ECLI:NL:RBDHA:2019:6498
Rechtbank Den Haag
- Mondelinge uitspraak
- Rechtspraak.nl
Intrekking van verblijfsvergunning wegens niet voldoen aan verblijfsdoel
In deze zaak heeft eiser beroep ingesteld tegen het besluit van de staatssecretaris van Justitie en Veiligheid, waarbij zijn verblijfsvergunning regulier voor bepaalde tijd is ingetrokken. De intrekking vond plaats op 11 januari 2019, met als reden dat eiser niet meer voldeed aan de voorwaarden van zijn verblijfsvergunning, die was verleend voor verblijf bij referente [naam 2]. De rechtbank heeft op 13 juni 2019 de mondelinge uitspraak gedaan in de zittingsplaats Middelburg, waar eiser aanwezig was met zijn waarnemer mr. V.S. Nolet.

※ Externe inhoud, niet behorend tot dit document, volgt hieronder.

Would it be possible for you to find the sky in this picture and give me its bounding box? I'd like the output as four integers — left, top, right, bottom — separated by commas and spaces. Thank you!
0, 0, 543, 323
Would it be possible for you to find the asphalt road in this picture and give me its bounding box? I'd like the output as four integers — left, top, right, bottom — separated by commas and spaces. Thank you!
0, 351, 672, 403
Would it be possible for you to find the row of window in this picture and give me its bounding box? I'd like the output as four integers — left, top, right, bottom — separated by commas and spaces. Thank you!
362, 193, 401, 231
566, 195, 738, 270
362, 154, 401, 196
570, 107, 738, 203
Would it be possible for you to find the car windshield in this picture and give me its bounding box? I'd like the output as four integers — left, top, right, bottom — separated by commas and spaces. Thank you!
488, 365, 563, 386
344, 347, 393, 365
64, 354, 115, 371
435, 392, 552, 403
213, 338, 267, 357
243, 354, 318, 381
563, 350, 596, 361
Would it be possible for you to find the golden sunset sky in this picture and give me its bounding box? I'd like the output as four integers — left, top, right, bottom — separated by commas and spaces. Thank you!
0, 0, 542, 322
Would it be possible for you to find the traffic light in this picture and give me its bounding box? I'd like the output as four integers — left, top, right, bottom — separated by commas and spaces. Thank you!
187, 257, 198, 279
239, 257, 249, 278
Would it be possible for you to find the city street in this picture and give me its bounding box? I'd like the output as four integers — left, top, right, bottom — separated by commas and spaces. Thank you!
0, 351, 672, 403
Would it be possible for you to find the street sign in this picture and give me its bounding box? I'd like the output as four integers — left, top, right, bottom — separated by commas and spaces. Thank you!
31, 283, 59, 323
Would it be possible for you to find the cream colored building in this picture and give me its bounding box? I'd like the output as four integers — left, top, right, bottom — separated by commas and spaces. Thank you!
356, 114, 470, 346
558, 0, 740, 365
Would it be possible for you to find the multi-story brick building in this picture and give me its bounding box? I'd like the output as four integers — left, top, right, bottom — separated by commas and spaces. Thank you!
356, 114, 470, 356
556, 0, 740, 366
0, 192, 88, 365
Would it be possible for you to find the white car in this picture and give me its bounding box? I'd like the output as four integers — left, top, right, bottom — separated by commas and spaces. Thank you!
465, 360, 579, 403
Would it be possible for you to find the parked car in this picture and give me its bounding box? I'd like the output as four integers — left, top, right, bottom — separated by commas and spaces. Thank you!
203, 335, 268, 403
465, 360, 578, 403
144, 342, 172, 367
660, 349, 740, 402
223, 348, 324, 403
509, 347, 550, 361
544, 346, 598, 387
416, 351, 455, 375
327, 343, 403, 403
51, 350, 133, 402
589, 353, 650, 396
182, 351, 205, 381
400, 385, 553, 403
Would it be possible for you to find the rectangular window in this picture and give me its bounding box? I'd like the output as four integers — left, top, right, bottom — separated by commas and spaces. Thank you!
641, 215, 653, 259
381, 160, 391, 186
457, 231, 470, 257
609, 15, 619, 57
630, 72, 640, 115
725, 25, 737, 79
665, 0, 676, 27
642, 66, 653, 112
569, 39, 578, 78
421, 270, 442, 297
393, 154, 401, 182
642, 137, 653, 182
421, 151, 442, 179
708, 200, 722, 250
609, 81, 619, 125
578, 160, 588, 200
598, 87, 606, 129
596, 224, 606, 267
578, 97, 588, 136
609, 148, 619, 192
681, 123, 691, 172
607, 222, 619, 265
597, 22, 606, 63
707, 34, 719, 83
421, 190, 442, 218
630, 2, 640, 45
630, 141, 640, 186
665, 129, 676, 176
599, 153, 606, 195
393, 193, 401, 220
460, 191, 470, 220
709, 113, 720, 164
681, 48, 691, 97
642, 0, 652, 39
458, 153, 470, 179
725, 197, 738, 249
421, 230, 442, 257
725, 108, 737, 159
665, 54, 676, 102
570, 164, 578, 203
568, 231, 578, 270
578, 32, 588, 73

De staatssecretaris was niet aanwezig, maar had wel een verweerschrift ingediend.
De rechtbank overwoog dat eiser vanaf 2 augustus 2017 een verblijfsvergunning had, maar dat deze was ingetrokken met ingang van 4 juni 2018, de datum waarop de staatssecretaris melding ontving van de beëindiging van de relatie met referente. Eiser had geen bewijs geleverd voor zijn gestelde problemen met referente en haar familie, noch voor zijn psychische klachten. De rechtbank concludeerde dat de staatssecretaris terecht had besloten tot intrekking van de verblijfsvergunning.
Het beroep van eiser werd ongegrond verklaard, en er werd geen aanleiding gezien voor een proceskostenveroordeling. De rechtbank benadrukte dat het bezwaar van eiser terecht als kennelijk ongegrond was afgedaan. Tegen deze uitspraak kan binnen vier weken hoger beroep worden ingesteld bij de Afdeling bestuursrechtspraak van de Raad van State.